We provide training and education to community healthcare workers, traditional birth attendants and midwives to assure proper adoption and implementation of the baby delivery kits in the country and work with underemployed women, who are usually the traditional birth attendants, in the communities and they serve as advocates of safe birth practices after we have trained them. They then become our distribution agents earning 1% off every baby delivery kit that they distribute thereby economically empowering them. The baby delivery kit is designed to be distributed and used by traditional birth attendants (trained by our organization), health facilities in low-resource settings, family members or in an emergency they can be used by pregnant woman who give birth unassisted in the home. Traditional birth attendants are trained and oriented to the baby delivery kits so they can either provide it as part of their birth delivery services or encourage families to purchase the kit for home deliveries in areas where there are no health facilities, they are also designed to be sold through retail distribution outlets. We believe that by getting the right tools and approaches to communities everywhere, we’re giving more mothers and babies the chance to thrive regardless of where they are born or where they live.

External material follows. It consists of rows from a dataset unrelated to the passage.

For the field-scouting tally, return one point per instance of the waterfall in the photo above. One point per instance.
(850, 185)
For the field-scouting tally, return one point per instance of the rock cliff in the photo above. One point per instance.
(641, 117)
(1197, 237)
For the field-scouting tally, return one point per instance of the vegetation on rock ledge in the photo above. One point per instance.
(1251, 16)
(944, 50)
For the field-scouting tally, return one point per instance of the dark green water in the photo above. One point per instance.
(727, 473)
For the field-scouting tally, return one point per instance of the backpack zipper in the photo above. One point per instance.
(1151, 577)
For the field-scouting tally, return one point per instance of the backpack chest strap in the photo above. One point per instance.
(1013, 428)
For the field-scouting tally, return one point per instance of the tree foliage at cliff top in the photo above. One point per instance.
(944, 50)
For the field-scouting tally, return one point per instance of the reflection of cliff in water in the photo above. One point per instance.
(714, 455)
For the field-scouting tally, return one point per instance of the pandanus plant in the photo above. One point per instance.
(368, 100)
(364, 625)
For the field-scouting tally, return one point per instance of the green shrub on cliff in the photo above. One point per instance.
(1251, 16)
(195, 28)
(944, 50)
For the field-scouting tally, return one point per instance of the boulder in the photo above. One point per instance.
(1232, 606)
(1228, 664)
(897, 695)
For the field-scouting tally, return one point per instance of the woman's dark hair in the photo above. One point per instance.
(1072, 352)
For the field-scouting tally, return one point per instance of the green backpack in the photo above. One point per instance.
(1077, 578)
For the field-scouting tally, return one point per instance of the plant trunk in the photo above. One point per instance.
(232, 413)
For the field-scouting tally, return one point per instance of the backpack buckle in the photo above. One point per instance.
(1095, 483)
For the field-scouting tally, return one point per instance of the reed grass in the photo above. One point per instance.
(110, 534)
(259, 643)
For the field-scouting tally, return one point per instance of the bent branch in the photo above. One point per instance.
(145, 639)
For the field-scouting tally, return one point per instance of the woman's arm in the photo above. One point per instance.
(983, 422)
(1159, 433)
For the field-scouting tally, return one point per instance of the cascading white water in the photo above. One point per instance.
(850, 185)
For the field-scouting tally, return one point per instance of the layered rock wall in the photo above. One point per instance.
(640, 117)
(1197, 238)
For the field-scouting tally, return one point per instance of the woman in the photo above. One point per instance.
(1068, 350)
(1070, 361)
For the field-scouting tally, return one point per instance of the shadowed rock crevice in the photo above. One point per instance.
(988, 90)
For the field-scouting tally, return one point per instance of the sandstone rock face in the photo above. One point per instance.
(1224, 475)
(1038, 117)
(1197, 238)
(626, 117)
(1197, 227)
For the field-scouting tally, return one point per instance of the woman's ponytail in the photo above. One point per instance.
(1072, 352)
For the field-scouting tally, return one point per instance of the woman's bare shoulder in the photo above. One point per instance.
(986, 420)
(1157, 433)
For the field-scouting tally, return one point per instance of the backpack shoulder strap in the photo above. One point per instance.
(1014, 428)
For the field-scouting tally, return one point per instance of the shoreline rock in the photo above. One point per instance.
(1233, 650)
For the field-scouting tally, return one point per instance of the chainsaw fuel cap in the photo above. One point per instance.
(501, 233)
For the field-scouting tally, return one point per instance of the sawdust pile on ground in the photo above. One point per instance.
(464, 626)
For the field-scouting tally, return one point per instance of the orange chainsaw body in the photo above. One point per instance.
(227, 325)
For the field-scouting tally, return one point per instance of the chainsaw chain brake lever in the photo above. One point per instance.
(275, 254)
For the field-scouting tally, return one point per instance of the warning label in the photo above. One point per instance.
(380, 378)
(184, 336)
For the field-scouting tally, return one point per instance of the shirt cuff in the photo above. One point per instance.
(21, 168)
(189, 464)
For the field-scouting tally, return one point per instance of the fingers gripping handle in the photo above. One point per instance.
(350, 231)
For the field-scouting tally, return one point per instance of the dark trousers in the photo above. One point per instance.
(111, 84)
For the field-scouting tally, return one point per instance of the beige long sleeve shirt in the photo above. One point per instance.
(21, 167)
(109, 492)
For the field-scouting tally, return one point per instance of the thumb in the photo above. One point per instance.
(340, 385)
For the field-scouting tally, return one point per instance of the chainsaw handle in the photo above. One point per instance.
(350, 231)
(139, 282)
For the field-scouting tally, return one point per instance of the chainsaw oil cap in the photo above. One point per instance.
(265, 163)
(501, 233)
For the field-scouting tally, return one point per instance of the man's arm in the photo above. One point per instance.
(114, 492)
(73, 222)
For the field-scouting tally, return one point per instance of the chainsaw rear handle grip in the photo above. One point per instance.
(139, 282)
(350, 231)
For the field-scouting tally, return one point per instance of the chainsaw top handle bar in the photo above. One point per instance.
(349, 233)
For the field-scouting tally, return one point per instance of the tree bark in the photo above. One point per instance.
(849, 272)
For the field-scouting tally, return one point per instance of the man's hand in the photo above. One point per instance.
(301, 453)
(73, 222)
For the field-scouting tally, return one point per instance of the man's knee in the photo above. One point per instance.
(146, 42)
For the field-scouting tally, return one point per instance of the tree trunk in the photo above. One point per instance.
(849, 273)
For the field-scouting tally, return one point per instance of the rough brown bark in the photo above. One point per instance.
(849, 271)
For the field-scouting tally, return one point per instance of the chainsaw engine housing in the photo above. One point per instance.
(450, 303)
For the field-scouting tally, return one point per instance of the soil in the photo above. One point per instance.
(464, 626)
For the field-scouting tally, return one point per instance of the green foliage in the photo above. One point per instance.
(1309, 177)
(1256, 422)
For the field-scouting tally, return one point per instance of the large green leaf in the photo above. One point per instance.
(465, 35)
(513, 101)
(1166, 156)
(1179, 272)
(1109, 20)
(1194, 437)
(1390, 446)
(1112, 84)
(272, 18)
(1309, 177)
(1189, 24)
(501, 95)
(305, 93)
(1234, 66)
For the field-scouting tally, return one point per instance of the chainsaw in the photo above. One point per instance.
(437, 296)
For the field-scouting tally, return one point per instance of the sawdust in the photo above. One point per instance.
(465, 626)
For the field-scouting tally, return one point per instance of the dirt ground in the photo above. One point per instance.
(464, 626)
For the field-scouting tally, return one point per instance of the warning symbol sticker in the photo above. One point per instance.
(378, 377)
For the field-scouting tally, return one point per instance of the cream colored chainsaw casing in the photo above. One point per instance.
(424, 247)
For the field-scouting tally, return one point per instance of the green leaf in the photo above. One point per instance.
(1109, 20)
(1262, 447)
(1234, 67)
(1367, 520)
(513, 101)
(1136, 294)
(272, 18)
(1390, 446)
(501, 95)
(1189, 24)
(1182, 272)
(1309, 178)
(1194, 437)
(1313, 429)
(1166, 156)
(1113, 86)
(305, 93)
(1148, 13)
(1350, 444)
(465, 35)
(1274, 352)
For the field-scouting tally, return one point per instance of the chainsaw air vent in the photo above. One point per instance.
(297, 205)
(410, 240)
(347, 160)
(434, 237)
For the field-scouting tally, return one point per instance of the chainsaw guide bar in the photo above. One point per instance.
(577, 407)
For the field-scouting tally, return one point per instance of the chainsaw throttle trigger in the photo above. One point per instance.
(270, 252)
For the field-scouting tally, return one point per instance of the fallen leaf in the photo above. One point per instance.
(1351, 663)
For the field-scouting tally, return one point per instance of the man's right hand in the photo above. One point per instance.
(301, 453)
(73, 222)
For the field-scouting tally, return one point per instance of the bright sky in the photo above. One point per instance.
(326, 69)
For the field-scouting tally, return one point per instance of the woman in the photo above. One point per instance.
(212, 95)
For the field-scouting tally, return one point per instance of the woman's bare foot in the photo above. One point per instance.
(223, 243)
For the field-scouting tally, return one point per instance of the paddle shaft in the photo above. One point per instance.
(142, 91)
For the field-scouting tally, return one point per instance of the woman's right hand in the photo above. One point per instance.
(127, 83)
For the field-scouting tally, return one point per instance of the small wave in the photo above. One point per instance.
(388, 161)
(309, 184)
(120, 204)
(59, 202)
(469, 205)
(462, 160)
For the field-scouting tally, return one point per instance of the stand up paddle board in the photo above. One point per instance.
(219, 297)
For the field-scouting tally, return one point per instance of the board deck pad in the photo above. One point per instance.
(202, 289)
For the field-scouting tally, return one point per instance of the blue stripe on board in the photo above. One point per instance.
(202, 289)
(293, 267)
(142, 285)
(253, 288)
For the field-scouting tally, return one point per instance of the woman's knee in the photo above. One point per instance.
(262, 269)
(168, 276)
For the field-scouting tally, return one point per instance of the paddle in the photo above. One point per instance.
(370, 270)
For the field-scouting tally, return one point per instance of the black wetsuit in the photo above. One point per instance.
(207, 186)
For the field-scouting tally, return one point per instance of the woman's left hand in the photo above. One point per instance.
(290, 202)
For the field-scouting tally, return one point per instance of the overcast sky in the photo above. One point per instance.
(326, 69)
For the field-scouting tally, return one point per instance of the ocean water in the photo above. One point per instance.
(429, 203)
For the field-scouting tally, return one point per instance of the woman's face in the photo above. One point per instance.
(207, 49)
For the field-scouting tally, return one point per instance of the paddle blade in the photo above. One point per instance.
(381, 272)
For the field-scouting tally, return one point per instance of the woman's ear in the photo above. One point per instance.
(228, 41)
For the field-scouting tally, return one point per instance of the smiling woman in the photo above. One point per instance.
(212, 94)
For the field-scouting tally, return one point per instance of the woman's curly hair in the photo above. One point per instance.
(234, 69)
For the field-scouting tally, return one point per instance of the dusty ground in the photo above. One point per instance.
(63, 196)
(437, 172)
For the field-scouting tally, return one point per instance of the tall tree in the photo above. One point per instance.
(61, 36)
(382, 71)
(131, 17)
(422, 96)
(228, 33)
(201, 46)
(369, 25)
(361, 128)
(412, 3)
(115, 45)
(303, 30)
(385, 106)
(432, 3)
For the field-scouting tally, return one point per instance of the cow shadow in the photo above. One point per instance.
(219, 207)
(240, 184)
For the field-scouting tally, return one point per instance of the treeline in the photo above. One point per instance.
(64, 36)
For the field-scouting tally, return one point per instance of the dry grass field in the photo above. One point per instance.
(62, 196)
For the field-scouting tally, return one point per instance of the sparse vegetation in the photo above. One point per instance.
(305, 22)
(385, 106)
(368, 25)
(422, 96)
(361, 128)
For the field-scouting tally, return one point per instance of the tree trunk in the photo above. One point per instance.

Organizations have worked with different versions of clean births projects but these efforts remain largely ineffective, expensive, and unsustainable because they depend on grants, wrong target market, and lack efficient access to resource-poor markets. We have unique understanding of and access to the Zambian health and regional market, and a sustainable source of revenue scaled via repeat sales to health institutions. Our organization also leverage existing channels/systems by working directly with the Ministry of Health, involving local communities in supply chains, and training women from poor communities to function as frontline health workers. We distribute essential kit supplies and other healthcare products such as locally manufactured sanitary pads in their catchment geographies (made from banana fiber which is usually discarded as a waste product in banana plantations), this has reduced complaints of abdominal pain previously caused by unclean materials such as the dirty rags used for padding. Our business models help decentralize healthcare, improve referral linkages, leverage local resources, and above all, generate employment and build capacities.